The only concerns I'd have are in the case of "This intrinsic corresponds to the <blank> instruction" (side note, use the "the"? I commented on a case inline). This isn't always the case with all of our intrinsics when the compiler lowers them to a shuffle intrinsic or some such, or it's optimized, etc. Personally I'd leave that line out, though I understand it exists in a lot of similar documentation.

Hi Eric,

I agree. Sometimes the instruction that corresponds to a specific intrinsic is optimized out, sometimes it will get lowered to something else, etc.

However, I think keeping the instruction name in the documentation is extremely useful. In general, intrinsic documentation (especially in the form of comments) is not very complete. When I need to know what a specific intrinsic is doing (and I very often have to look up intrinsics!), I find the corresponding instruction name and go dig in AMD's or Intel's Architecture Programmer's manuals, where I could find all the details I need. Programmer's manuals instruction descriptions are much more detailed and complete. However, it's too much information to add to the comments. :)

As you know, Intel's and MS's intrinsics guides are also specifying corresponding instruction names for the intrinsics. I suspect they had the same idea that I just described.

I briefly chatted with Paul Robinson and he suggested to say "This intrinsic is equivalent to the <blah> instruction" instead, because this sentence doesn't give a false impression that one will definitely see this particular instruction in the generated code. Intel's intrinsics documentation says something like that, e.g: "The corresponding Intel® AVX instruction is VBLENDPD"

What do you think/prefer?

And, yes, I will add "the" before "corresponds to". Thanks! Easy enough with the generator. :)

Honestly if they've been reviewed like that internally I'm ok with you just committing them - especially if they look like this.

The only concerns I'd have are in the case of "This intrinsic corresponds to the <blank> instruction" (side note, use the "the"? I commented on a case inline). This isn't always the
case with all of our intrinsics when the compiler lowers them to a shuffle intrinsic or some such, or it's optimized, etc. Personally I'd leave that line out, though I understand it exists > in a lot of similar documentation.

BTW, in some cases, our documentation won't be as specific and will say "This intrinsic (e.g. _mm_store_ps1 ) corresponds to the Shuffling + MOVSS instruction" or
"No AVX instruction corresponds to this intrinsic (e.g. _mm256_set_pd)" or "Composite SSE2 instruction corresponds to this intrinsic (e.g. _mm_set_sd).

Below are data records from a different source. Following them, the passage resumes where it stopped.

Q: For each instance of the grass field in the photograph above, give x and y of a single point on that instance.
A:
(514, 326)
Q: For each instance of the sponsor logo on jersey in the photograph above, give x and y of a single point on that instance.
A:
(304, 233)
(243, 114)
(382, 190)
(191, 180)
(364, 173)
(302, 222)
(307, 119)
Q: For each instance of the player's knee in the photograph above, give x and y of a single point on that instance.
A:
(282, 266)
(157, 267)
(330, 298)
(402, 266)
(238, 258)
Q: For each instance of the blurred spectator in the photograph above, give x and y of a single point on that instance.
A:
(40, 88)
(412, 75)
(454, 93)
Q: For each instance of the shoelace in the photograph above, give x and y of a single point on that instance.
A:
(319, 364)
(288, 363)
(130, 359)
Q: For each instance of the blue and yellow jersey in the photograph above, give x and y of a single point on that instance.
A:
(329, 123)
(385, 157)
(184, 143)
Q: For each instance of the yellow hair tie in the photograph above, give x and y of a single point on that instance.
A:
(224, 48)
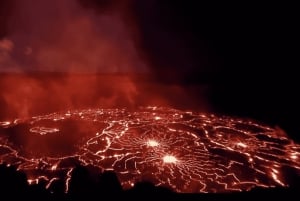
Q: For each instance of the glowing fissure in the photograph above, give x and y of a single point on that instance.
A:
(185, 151)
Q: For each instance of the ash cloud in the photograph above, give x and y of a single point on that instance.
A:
(97, 53)
(66, 36)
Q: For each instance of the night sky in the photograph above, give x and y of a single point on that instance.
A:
(245, 53)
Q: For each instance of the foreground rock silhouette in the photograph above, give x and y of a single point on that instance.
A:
(85, 185)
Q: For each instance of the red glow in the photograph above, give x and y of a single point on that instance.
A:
(185, 151)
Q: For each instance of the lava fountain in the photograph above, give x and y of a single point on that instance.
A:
(182, 150)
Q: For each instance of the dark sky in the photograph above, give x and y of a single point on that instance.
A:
(245, 52)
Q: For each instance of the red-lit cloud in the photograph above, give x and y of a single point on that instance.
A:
(63, 36)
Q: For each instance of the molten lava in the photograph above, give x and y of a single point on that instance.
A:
(185, 151)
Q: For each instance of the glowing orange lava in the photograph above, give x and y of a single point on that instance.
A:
(169, 159)
(184, 151)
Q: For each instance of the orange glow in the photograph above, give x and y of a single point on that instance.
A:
(169, 159)
(181, 148)
(152, 143)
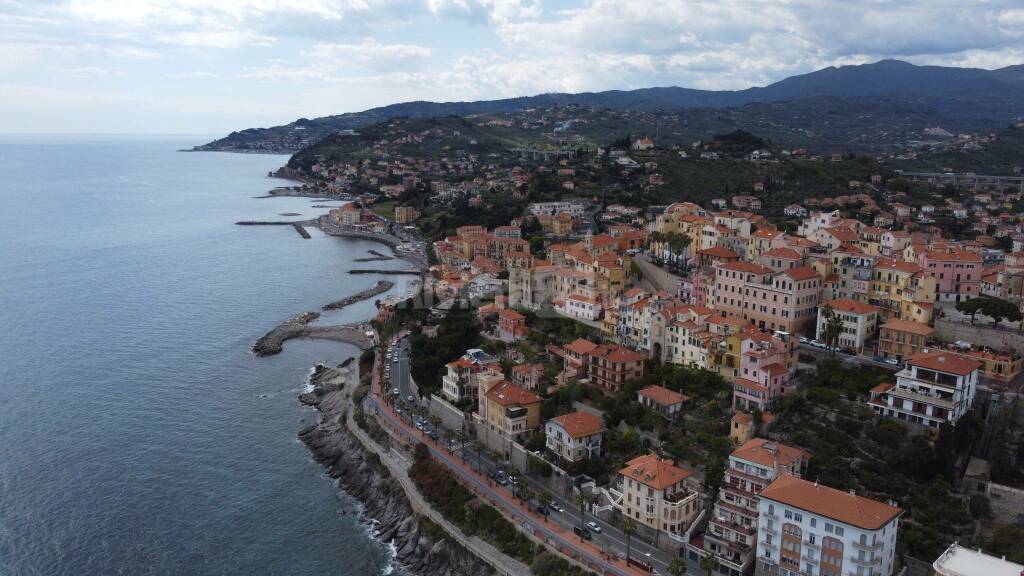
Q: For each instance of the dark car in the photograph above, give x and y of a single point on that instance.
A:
(582, 532)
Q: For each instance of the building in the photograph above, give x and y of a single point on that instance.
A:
(957, 561)
(731, 533)
(406, 214)
(510, 410)
(933, 388)
(611, 366)
(511, 325)
(903, 338)
(786, 300)
(659, 495)
(859, 321)
(574, 437)
(662, 400)
(809, 529)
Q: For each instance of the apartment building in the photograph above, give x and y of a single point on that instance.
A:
(859, 321)
(612, 366)
(902, 338)
(657, 494)
(934, 387)
(807, 529)
(731, 533)
(767, 364)
(786, 300)
(574, 437)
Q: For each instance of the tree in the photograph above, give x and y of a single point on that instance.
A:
(709, 564)
(545, 500)
(832, 329)
(629, 529)
(582, 500)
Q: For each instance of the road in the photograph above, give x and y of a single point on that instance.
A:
(520, 513)
(399, 378)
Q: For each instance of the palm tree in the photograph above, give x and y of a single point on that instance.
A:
(478, 448)
(709, 564)
(546, 500)
(582, 500)
(832, 329)
(629, 528)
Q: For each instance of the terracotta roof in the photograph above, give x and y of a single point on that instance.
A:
(580, 424)
(853, 306)
(828, 502)
(945, 362)
(581, 345)
(802, 273)
(768, 453)
(745, 266)
(509, 314)
(782, 252)
(653, 471)
(507, 394)
(615, 353)
(664, 396)
(909, 326)
(719, 252)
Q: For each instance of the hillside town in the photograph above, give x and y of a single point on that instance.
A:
(649, 366)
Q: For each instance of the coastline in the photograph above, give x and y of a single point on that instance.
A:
(419, 545)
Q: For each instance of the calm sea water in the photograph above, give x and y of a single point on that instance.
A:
(137, 433)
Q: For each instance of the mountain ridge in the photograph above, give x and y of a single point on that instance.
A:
(964, 92)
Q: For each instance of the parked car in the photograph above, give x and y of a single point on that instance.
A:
(582, 532)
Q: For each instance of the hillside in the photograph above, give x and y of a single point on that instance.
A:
(965, 98)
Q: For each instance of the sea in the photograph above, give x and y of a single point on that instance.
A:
(138, 434)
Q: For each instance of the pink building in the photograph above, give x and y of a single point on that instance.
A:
(767, 363)
(957, 273)
(785, 300)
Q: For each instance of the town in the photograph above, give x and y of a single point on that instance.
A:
(824, 386)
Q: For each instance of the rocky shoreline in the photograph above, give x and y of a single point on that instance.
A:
(298, 327)
(361, 475)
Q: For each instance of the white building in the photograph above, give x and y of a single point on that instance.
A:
(574, 209)
(574, 437)
(935, 387)
(957, 561)
(806, 529)
(859, 323)
(581, 306)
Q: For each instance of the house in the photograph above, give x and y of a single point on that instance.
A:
(657, 494)
(814, 530)
(527, 375)
(933, 388)
(903, 338)
(662, 400)
(612, 366)
(958, 561)
(731, 533)
(511, 325)
(858, 322)
(510, 411)
(574, 437)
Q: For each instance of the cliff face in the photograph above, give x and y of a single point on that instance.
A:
(361, 476)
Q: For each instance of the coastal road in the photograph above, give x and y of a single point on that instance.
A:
(518, 512)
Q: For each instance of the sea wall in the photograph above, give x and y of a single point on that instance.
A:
(361, 475)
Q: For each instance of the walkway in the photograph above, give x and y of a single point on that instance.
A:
(563, 540)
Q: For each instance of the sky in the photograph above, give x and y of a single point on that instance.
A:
(215, 66)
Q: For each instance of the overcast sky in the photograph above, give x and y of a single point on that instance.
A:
(215, 66)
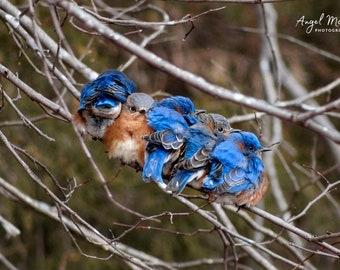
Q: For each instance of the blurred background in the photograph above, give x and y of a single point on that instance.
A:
(224, 47)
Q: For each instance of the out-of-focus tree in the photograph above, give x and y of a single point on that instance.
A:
(271, 68)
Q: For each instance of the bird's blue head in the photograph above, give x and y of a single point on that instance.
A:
(247, 142)
(108, 88)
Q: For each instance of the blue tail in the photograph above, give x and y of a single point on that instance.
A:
(153, 166)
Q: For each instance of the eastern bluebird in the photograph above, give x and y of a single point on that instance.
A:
(237, 173)
(199, 141)
(123, 139)
(169, 118)
(101, 101)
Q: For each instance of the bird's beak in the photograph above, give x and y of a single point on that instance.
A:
(199, 111)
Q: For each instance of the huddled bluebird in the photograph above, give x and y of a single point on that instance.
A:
(199, 140)
(237, 173)
(101, 101)
(123, 139)
(169, 118)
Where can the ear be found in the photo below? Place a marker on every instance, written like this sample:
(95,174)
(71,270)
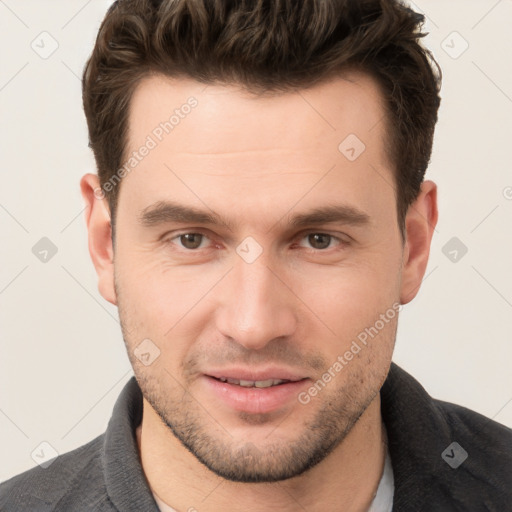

Microsoft and Intel's documentation are very similar with this respect. See the description of _mm_set_sd intrinsic that I just mentioned.

https://software.intel.com/en-us/node/524261
https://msdn.microsoft.com/en-us/library/dksztbt9%28v=vs.90%29.aspx

echristo accepted this revision.Jan 28 2016, 11:56 AM
echristo added a reviewer: echristo.

Yep. As I said, I expect to be on the losing side of that argument - just too much prior art :)

-eric

This revision is now accepted and ready to land.Jan 28 2016, 11:56 AM
This revision was automatically updated to reflect the committed changes.